The most revered gongs used in Sound Therapy are made by Paiste (paistegongs.com) and Meinl, German-based companies. On the Paiste website in particular, there are quite a few sound therapists and gong music artists featured. Paiste’s selection includes Symphonic, Planet, Sound Creation, Accent and Deco Gongs. I often see the Planet Gongs used in sound meditations or sound baths. The Planet Gongs, a type of Symphonic Gong, range from 20–38 inches. They are tuned “in conformity with the natural harmonic series based in the orbital properties of the Earth, the Moon, The Sun and the Planets according to calculations of Hans Cousto. Thus they resonate in harmony with the cycles of the celestial bodies… and their sound color is extremely mysterious and conveys an unusual, unfathomable atmosphere.” More detailed information on how Hans Cousto made these calculations can be found in his book, ‘The Cosmic Octave.’ Planet Gongs have a particular fundamental note and are used by sound meditation facilitators to invoke the harmonics and overtones of each celestial body. Some facilitators have multiple gongs and others choose one or two. What’s more important is the unique playing style and intention of the facilitator. A great meditative player can bring about deep relaxation in participants, and a sense of wonder or well-being through the gong’s unique and unpredictable sound.

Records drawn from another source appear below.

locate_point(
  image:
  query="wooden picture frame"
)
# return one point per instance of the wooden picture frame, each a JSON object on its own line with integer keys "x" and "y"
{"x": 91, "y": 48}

Kundalini Yoga is a particular school of yogic practice that ‘derives its name through a focus on awakening kundalini energy through a regular practice of meditation, pranayama, chanting mantra and yoga asana (Wikipedia).’ I recently spoke with Premdev Kaur, a Kundalini Yoga instructor and Symphonic Gong therapy facilitator based in Long Beach, CA. I was curious to find out why the Gong was such a popular instrument in that yogic practice. She explained, ‘Yogi Bhajan, who brought Kundalini Yoga to the West in 1969, encouraged and trained his many students in the use of Symphonic Gong. Many Kundalini Yoga teachers work with Symphonic Gong to help stop the negative mind as the body is resting and integrating the effects of the Kundalini Yoga class. More and more people are having unforgettable experiences with Kundalini Yoga with the help of the Gong.’ Her students and clients often feel a sense of unprecedented relaxation when she plays, receiving the sound in a meditative state lying down, with eyes closed.

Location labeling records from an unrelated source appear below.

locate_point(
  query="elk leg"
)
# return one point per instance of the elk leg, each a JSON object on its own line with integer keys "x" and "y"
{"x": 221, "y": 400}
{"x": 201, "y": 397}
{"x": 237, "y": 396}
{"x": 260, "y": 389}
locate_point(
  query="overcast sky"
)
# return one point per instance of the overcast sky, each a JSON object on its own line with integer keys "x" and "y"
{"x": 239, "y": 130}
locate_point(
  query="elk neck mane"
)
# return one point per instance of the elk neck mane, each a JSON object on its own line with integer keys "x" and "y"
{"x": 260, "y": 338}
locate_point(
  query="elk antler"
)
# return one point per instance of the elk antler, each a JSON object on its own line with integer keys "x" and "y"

A great site to explore and listen to different gongs is gongsunlimited.com. There is a wide variety from different manufacturers with videos, demonstrations and useful information, in addition to mallets and other accessories. A gong is a nice addition to a music studio, even if you are not interested in sound therapy. You may find it a wonderful sound to have access to in your recording and performing work or an instrument enjoyable to play. Or, maybe you’ll find a Gong bath near you to attend and experience it for yourself!